What we do know is that we'll be using Maya, animation, and you - the CGAA community - to get us there. We know too that CGAA alumni Ethan Shilling is joining us for this project and will bring his considerable technical expertise and creativity to the mix.

Exactly what happens next is uncertain.  How exciting!  But what happens will happen here on the ACT blog, so watch this space for updates.  As of now, CGAA's Mission Verdi is go.






Sunday, 26 January 2014

La création du monde @ Maison de la Culture d'Amiens. More photos.

More photos from the recent performance of Darius Milhaud's La création du monde at the Maison de la Culture in Amiens, France. Featuring visuals produced by students, staff and alumni from CG Arts and Animation at UCA Rochester.










  



CGAA @ Amiens @ UCA




Our recent trip to Amiens gets the official UCA write-up here.


La création du monde @ Maison de la Culture, Amiens, France - December 19th, 2013


Back in July, audiences at a classical concert were entranced by a sixteen minute animation that synched seamlessly with a live performance of Darius Milhaud's 1923 ballet, La création du monde.  The animation originated from a multi-participant collaboration in response to ACT- A Common Territory, a project funded by the European Union's Interreg IVA Channel Programme, which aims to engage the creative and cultural industries in the UK and France. Over a period of ten consecutive week days, the students, staff & alumni of BA (Hons) CG Arts & Animation were challenged to produce abstract digital paintings in synesthetic response to segments of Milhaud's ballet. The CGAA community were asked to listen to each musical extract and then respond to it visually through the creation of original digital paintings in Photoshop.  CGAA alumni Thomas Beg and Jordan Buckner then created the animation from the digital paintings using Autodesk Maya and After Effects.

The July concert was a great success and the animation lauded by the audience and project co-ordinators - so much so that we were invited to participate in a second performance of Milhaud's ballet - this time at the Maison de la Culture in Amiens, France.

A little after 9.30pm on December 19th, after a very long day of set-up and back-stage preparation, the house lights dimmed and the musicians of the Orchestre de Picardie began to play the first, melancholy notes of Milhaud's ballet.  Behind them, rear-projected onto the theatre's pristine twelve metre screen, our animation began to play too - with an audience of 600 people looking on. 

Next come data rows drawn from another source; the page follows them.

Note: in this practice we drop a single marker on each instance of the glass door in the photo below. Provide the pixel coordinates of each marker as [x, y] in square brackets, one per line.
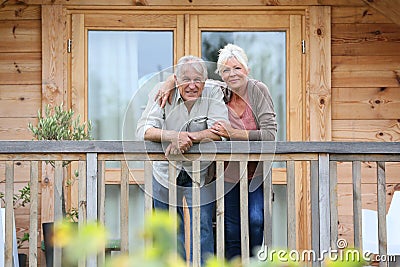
[268, 42]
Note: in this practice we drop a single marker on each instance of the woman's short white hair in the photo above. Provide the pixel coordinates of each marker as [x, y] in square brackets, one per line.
[190, 61]
[229, 51]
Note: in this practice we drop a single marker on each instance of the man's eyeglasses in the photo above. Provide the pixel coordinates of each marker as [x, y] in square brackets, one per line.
[196, 81]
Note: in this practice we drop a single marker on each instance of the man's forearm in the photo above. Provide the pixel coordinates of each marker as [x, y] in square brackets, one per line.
[205, 135]
[158, 135]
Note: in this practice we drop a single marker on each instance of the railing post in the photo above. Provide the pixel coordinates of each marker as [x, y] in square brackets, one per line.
[314, 197]
[58, 203]
[33, 213]
[244, 214]
[381, 191]
[324, 203]
[8, 240]
[220, 193]
[91, 189]
[291, 202]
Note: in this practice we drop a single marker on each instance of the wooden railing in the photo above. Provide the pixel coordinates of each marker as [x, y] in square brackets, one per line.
[320, 159]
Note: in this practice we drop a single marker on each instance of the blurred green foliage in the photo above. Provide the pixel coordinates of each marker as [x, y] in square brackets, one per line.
[160, 231]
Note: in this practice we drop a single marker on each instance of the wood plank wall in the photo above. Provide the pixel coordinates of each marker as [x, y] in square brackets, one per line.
[365, 76]
[365, 98]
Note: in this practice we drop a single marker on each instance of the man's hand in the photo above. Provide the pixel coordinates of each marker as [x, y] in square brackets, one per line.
[222, 128]
[180, 145]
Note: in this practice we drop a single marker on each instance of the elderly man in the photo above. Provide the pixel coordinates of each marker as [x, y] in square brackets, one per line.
[187, 120]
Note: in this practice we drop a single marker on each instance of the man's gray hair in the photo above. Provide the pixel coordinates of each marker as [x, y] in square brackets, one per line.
[231, 51]
[191, 61]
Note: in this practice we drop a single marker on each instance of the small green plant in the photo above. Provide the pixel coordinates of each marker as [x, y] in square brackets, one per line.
[72, 215]
[21, 198]
[21, 240]
[59, 124]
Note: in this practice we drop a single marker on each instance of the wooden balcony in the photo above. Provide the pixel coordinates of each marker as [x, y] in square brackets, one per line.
[317, 162]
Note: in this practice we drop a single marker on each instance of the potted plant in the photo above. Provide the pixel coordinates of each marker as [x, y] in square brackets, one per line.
[59, 124]
[20, 199]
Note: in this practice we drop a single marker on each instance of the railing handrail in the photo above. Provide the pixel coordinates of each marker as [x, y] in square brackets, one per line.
[232, 147]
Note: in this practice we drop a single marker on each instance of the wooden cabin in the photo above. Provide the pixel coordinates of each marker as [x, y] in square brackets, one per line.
[341, 75]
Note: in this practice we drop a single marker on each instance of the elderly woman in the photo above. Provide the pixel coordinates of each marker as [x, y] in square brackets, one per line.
[251, 117]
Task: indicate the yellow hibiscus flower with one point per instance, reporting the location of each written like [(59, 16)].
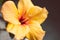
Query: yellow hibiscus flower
[(24, 20)]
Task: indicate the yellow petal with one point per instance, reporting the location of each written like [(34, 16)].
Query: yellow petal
[(36, 31), (10, 12), (21, 9), (38, 14), (18, 30), (27, 4)]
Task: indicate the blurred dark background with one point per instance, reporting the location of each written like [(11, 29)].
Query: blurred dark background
[(52, 23)]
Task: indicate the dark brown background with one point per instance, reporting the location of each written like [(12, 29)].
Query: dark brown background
[(52, 24)]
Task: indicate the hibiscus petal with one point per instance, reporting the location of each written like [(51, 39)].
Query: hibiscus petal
[(21, 9), (36, 31), (27, 4), (10, 12), (18, 30), (38, 14)]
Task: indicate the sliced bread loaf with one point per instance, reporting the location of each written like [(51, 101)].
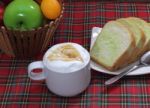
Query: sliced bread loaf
[(143, 25), (112, 46), (139, 38)]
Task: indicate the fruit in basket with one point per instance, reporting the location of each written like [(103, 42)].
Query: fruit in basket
[(51, 8), (23, 15), (1, 12), (38, 1)]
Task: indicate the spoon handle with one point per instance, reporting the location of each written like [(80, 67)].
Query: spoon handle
[(117, 77)]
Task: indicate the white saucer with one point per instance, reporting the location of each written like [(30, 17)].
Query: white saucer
[(140, 71)]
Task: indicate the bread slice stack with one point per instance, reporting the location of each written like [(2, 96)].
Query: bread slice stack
[(121, 42)]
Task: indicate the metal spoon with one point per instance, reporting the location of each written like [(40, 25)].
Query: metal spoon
[(144, 61)]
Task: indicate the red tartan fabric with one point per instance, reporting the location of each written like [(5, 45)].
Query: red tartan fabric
[(18, 91)]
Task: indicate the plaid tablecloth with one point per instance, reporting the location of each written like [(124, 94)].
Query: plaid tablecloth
[(18, 91)]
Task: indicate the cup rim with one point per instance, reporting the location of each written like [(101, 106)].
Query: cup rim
[(82, 67)]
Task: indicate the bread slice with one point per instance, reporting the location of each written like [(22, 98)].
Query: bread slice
[(112, 46), (143, 25), (138, 35)]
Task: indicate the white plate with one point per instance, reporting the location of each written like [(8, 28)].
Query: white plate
[(140, 71)]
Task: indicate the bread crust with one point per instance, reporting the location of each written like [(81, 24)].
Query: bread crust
[(122, 60)]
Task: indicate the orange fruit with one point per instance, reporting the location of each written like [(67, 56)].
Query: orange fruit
[(51, 8)]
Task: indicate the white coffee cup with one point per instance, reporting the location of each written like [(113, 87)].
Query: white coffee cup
[(66, 83)]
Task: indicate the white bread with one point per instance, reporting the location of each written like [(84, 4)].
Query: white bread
[(113, 46), (138, 35), (143, 25)]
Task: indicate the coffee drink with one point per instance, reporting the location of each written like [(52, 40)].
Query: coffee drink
[(65, 68), (66, 57)]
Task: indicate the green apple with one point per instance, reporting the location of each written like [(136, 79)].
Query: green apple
[(23, 15)]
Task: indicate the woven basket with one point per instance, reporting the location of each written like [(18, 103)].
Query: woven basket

I'm including here the email I received from Rose Bardonnet Lowry - executive director of the Orchestre de Picardie and ACT co-ordinator:

"Didn't have a chance to congratulate and thank you, as well as Jordan and Tom, for the wonderful performance tonight! The audience loved it!!!  Listeners were quite stunned by the novelty of it all. We'll certainly have 2 more opportunities of performing the Milhaud piece with visualistion in 14-15, so I hope you will all be ready to come back to Picardie."

It looks to me as if our recent adventures in Amiens might be the first of many!  I think we can all be rather proud of ourselves, don't you?